Overview
About EveoAI
EveoAI is an innovative AI-driven startup building next-generation solutions for personality and fashion analysis. We're developing proprietary Large Language Models (LLMs) and AI systems that understand human personality, style preferences, and create virtual personas. Our mission is to transform how individuals express themselves through AI-powered personalization.
About the Role
We're looking for a talented Data Scientist to join our AI and Data Engineering team. You'll be responsible for mining data from diverse internet sources, cleaning and processing large datasets, and managing end-to-end ML pipeline operations.
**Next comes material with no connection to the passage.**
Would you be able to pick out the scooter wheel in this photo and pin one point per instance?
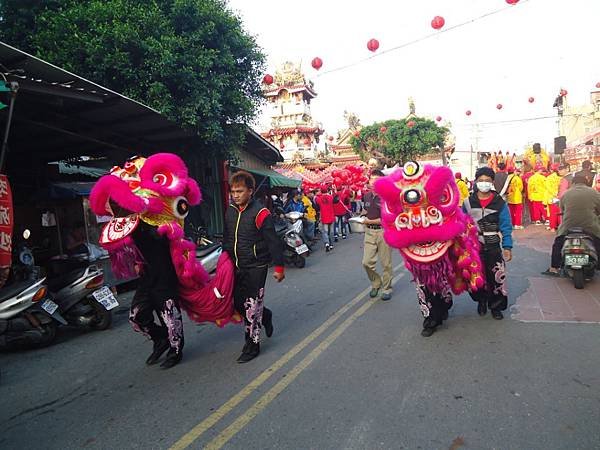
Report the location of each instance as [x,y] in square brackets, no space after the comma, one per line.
[103,318]
[48,336]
This is a unique opportunity to work on the intersection of data engineering and machine learning at an early-stage, well-funded startup.
Key Responsibilities
- Mine and collect data from internet sources using web scraping, APIs, and data ingestion techniques
- Design and implement robust data cleaning and preprocessing pipelines
- Transform raw, unstructured data into high-quality datasets suitable for ML model training
- Develop and maintain end-to-end ML pipelines for training, validation, and deployment
- Build data quality monitoring and validation frameworks
- Optimize data processing workflows for performance and scalability
- Collaborate with ML engineers to ensure data readiness and pipeline reliability
- Implement feature engineering and data augmentation strategies
- Manage data storage, versioning, and accessibility in production environments
- Create data documentation and maintain data lineage tracking
- Develop automated ETL/ELT workflows using orchestration tools
- Analyze data distribution and quality metrics to identify improvements
Required Skills & Experience
- 2+ years of professional experience in data science, data engineering, or ML operations
- Strong proficiency in Python with experience in data manipulation libraries (Pandas, NumPy)
- Experience with data mining and web scraping (BeautifulSoup, Scrapy, or similar)
- Proficiency in SQL and database management (PostgreSQL, MongoDB)
- Experience with data processing frameworks (Spark, Dask, or similar)
- Understanding of data cleaning, validation, and quality assurance
- Knowledge of ML pipeline orchestration tools (Airflow, Prefect, or similar)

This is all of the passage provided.